SANDUSKY, OHIO — Testing is fully underway on the Orion spacecraft for the upcoming Artemis I test flight mission at NASA’s Plum Brook Station testing facility in Sandusky, Ohio. The Orion crew capsule, integrated with its European Service Module, is currently inside the facility’s Space Environments Complex undergoing thermal vacuum tests in the largest thermal vacuum chamber in the world.
“We got everything closed up right before Christmas and pumped down the chamber,” said Nicole Smith, Orion testing Project Manager at Plum Brook. “We are about a third of the way through the test now for thermal vacuum, and things are going very well.”
The Artemis I mission will be the second uncrewed test of the Orion spacecraft, but the first to launch the vehicle atop NASA’s Space Launch System (SLS) rocket. The launch will send Artemis I on a mission to orbit the Moon and return to Earth. The mission is currently scheduled for launch sometime in 2021.

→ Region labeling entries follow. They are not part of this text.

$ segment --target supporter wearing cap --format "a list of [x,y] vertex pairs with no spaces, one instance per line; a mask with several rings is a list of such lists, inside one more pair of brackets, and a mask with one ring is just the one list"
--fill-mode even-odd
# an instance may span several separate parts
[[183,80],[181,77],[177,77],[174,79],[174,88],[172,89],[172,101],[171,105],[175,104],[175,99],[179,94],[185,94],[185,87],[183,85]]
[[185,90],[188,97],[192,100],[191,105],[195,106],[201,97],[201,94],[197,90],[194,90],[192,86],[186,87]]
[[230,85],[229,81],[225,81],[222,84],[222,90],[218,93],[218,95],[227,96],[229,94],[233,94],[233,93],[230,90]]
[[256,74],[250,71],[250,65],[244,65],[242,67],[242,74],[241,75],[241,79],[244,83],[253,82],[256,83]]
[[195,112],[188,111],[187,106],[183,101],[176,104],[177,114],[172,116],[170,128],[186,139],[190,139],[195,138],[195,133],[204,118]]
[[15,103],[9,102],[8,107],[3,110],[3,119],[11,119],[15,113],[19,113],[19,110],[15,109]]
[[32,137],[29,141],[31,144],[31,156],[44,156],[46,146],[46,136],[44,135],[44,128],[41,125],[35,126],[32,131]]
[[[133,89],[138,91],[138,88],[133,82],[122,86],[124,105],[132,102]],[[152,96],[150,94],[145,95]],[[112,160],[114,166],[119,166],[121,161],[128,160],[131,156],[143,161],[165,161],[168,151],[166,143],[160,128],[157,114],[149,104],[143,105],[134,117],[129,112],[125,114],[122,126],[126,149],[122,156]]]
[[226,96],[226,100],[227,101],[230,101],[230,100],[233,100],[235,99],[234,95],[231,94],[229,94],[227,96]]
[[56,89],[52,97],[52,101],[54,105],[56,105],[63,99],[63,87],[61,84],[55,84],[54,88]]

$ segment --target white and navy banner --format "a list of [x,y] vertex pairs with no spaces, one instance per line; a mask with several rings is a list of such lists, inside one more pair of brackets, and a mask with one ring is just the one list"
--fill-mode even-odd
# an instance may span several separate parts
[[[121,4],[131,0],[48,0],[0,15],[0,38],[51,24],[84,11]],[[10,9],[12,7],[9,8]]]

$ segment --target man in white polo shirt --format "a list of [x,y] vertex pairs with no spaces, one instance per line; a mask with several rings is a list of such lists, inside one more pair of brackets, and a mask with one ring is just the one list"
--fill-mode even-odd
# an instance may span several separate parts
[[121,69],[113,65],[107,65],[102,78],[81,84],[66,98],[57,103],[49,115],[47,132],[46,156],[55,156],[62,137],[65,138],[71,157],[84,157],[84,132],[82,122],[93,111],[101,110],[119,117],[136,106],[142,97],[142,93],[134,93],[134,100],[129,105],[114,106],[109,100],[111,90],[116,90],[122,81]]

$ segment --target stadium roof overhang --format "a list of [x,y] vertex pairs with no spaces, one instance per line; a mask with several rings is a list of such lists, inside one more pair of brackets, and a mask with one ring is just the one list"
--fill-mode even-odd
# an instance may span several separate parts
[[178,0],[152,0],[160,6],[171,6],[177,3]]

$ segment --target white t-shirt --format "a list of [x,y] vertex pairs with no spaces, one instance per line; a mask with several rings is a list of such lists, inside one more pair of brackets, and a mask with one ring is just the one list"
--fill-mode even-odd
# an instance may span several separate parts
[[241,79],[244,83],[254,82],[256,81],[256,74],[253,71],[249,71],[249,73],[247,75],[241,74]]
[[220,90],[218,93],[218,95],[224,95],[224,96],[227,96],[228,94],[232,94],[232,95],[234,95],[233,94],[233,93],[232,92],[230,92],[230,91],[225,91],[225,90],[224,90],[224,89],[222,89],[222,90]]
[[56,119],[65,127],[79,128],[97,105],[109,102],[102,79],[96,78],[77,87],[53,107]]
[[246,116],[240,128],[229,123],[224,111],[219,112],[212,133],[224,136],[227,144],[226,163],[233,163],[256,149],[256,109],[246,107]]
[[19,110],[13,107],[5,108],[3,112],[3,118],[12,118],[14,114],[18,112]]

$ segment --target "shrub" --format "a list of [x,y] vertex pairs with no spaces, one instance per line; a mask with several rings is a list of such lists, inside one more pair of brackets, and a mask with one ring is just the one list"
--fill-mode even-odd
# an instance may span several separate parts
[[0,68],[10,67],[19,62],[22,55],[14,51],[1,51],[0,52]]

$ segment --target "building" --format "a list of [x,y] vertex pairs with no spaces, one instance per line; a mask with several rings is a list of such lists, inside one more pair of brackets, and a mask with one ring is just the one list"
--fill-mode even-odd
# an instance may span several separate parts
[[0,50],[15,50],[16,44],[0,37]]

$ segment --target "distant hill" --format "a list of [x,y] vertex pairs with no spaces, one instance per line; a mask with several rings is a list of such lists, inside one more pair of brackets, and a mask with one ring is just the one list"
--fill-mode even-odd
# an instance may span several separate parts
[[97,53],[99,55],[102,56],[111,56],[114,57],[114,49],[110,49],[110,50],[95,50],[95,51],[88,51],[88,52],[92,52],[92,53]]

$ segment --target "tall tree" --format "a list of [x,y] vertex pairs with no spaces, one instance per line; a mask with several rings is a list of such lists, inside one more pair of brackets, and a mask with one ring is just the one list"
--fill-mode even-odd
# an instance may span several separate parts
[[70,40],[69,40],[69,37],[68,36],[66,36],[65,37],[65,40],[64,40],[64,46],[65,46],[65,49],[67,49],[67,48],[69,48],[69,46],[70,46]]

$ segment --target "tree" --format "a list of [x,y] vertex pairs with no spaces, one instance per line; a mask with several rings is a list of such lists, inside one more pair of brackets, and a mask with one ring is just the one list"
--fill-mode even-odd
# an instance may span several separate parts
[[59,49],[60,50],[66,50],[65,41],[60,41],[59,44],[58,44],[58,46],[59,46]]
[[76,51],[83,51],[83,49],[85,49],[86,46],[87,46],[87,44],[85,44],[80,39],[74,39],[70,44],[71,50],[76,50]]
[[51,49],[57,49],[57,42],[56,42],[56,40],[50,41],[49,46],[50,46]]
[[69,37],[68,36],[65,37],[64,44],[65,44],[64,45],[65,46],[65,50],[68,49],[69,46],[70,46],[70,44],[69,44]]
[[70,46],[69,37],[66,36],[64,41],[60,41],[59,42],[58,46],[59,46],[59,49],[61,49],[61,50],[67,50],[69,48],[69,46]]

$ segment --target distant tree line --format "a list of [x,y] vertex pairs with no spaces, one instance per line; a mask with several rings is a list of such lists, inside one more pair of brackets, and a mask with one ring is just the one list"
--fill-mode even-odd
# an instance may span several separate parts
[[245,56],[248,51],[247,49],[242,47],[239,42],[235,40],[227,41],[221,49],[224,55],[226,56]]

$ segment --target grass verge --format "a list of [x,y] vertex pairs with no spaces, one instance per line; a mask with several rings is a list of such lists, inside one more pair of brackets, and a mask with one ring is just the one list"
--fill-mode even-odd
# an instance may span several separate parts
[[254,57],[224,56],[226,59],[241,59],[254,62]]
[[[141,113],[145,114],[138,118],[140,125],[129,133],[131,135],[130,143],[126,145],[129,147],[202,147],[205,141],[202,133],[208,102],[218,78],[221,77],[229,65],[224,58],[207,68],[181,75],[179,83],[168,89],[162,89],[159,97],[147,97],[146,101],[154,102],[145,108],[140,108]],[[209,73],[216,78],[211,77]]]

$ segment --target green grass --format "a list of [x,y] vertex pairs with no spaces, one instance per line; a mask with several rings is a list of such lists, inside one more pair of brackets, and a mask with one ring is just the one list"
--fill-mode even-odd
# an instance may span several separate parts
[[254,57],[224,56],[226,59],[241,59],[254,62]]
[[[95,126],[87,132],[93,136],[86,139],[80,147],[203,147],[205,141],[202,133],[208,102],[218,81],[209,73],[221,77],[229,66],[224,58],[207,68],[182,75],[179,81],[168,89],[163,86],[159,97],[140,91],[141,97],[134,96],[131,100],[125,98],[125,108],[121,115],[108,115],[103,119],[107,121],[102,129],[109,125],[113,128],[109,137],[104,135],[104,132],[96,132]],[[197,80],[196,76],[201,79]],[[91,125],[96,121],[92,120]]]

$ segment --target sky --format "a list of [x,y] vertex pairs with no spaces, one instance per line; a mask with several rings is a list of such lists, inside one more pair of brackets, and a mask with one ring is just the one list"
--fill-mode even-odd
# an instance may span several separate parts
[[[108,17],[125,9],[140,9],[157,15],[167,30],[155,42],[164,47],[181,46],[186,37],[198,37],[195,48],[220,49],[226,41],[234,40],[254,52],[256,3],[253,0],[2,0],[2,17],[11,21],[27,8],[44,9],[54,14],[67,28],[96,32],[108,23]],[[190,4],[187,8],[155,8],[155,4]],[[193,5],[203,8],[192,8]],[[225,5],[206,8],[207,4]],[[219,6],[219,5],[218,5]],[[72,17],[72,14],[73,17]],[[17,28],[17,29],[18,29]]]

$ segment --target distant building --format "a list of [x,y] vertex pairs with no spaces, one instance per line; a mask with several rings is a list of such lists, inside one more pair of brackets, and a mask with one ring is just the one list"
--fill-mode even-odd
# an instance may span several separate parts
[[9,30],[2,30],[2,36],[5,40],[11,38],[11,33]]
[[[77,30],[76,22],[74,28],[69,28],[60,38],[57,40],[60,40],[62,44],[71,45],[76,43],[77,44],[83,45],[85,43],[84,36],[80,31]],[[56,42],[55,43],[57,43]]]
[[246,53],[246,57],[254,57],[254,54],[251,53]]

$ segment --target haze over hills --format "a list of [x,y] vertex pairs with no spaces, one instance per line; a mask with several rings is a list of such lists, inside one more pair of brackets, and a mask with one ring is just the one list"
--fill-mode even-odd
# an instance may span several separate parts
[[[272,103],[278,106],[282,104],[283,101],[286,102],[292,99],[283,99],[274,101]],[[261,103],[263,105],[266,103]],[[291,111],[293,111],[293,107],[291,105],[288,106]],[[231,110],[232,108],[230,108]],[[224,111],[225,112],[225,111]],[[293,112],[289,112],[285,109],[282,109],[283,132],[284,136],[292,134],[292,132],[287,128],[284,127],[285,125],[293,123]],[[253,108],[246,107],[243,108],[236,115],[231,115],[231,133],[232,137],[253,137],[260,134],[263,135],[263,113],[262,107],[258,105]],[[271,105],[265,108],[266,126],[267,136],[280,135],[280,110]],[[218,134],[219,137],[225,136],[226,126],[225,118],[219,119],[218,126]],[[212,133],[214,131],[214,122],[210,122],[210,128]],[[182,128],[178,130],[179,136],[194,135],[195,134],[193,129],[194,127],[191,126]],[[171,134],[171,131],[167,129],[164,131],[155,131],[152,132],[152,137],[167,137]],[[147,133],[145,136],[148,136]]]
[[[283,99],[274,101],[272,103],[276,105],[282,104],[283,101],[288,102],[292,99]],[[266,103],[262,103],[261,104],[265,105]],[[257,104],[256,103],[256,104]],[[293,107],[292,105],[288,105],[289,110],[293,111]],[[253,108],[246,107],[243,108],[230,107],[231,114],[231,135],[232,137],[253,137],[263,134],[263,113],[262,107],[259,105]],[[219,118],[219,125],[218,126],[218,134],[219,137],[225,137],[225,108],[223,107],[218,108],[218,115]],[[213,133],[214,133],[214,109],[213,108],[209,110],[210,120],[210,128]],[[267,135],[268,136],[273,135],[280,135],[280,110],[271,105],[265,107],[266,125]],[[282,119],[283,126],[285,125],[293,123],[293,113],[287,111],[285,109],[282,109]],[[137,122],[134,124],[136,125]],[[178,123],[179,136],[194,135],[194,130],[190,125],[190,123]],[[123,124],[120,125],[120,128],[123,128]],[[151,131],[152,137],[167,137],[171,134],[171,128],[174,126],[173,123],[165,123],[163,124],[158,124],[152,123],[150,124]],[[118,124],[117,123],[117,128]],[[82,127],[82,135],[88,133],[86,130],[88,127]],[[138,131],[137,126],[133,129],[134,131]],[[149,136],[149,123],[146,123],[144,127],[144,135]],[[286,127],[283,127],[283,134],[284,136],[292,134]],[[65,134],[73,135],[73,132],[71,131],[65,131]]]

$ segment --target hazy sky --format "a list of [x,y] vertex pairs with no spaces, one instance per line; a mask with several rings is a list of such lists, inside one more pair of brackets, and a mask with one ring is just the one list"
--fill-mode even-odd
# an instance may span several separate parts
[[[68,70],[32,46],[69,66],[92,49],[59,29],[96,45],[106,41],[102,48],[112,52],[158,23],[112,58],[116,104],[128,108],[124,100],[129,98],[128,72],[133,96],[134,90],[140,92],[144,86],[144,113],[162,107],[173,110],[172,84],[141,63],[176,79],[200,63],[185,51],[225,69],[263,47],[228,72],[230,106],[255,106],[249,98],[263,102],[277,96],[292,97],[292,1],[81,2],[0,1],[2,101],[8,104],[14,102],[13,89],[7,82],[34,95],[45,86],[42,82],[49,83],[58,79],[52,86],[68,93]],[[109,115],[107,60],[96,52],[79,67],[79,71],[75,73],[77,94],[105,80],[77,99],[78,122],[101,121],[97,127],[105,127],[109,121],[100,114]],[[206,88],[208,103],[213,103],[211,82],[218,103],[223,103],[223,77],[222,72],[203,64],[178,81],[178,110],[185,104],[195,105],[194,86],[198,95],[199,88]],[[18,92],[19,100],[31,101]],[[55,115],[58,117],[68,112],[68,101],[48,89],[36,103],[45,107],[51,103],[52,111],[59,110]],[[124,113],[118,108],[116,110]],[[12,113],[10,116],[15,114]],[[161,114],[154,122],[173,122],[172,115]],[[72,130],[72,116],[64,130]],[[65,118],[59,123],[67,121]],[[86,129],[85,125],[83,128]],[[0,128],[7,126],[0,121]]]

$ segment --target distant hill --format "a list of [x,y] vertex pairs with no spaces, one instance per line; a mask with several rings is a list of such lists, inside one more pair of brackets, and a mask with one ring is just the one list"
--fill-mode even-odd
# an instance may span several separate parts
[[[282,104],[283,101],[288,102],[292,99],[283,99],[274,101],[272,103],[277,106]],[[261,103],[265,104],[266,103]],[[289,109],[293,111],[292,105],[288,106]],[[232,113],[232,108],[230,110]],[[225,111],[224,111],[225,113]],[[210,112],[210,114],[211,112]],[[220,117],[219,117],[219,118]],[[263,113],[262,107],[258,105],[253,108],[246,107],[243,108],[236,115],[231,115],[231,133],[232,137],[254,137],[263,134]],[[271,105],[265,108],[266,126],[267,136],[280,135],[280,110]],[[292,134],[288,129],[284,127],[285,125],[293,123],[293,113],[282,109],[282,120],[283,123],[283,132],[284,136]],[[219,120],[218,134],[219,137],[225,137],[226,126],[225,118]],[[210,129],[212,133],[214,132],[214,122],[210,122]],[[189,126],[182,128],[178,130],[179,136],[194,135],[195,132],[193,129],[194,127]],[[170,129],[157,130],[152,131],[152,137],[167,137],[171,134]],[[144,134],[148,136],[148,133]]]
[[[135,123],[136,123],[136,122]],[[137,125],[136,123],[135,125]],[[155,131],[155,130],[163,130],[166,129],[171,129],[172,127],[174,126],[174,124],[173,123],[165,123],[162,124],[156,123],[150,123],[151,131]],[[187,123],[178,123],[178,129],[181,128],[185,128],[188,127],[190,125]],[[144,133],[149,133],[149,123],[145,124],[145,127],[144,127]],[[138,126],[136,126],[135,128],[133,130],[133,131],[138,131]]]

The Artemis I Orion spacecraft left Kennedy Space Center and arrived at Mansfield Ohio’s Lahm airport aboard NASA’s Super Guppy on November 25. It was unloaded from the aircraft and transported along a 41-mile route to Plum Brook Station the following day. Officials from the NASA Glenn Research Center in Cleveland worked with the Ohio Department of Transportation and local utility companies to raise more than 700 overhead power lines along the spacecraft’s route through northeast Ohio to the Plum Brook facility.
A more than $150 million upgrade to testing facilities at Plum Brook over the last decade prepared the testing station for the arrival of Orion.
Upon its long-awaited arrival, the spacecraft was unpacked from its transportation equipment, tilted upright by a device aptly referred to as a “verticator”, and surrounded by a specially designed Heat Flux system which looks like a metal cage in the outline of the spacecraft. The Heat Flux system provides the heating portion of the thermal test, up to 300 degrees F.
“We next moved it over to the cryo floor, got everything bolted down, and moved the cryo floor over into the thermal vacuum chamber,” Smith said. “Once we were in there, there was a ton of work we had to do in hooking up all the spacecraft flight instrumentation, the ground test instrumentation, and the facility instrumentation. A ton of wiring in there. Lots of inspections between the folks at NASA, Lockheed, and ESA (European Space Agency) and Airbus, doing inspections on all the hardware.”
Lockheed is the prime contractor for Orion, and ESA, through contractor Airbus, is responsible for the European Service Module (ESM), which supplies electricity, propulsion, thermal control, air and water to Orion.
The spacecraft and Heat Flux system were then surrounded by a cryo shroud that would provide the cold portion of the tests, down to -250 degrees F. The vacuum chamber’s giant doors were closed, the chamber pumped down to space vacuum conditions, and the tests began.
“We have completed cold cycle #1,” Smith said. “We did the nominal chill-to-Sun configuration, when the spacecraft is turned and traveling away from the Sun, which is a pretty common position it will be in. That included depressurization of the crew module cabin down to about 1 psi. We also performed a cold stress eclipse case, and at that point we did a spacecraft performance test, and the spacecraft performed beautifully.”
The engineering teams at Plum Brook will next do a hot cycle in the chamber and do a thermal balance test, which verifies the spacecraft’s performance at temperatures with an additional margin of what is expected during flight thermal conditions. In addition, the teams will do some testing that simulates the spacecraft conditions for the crewed Artemis II mission.
“We will also do a thermal balance with Artemis II heat flows,” Smith said, “because we have a little more hardware in the spacecraft for Artemis II and you have people in there, so you’ll have more heat in the crew module that you’ll have to be able to expel. So we will practice that by putting some heat through the facility systems into the spacecraft.”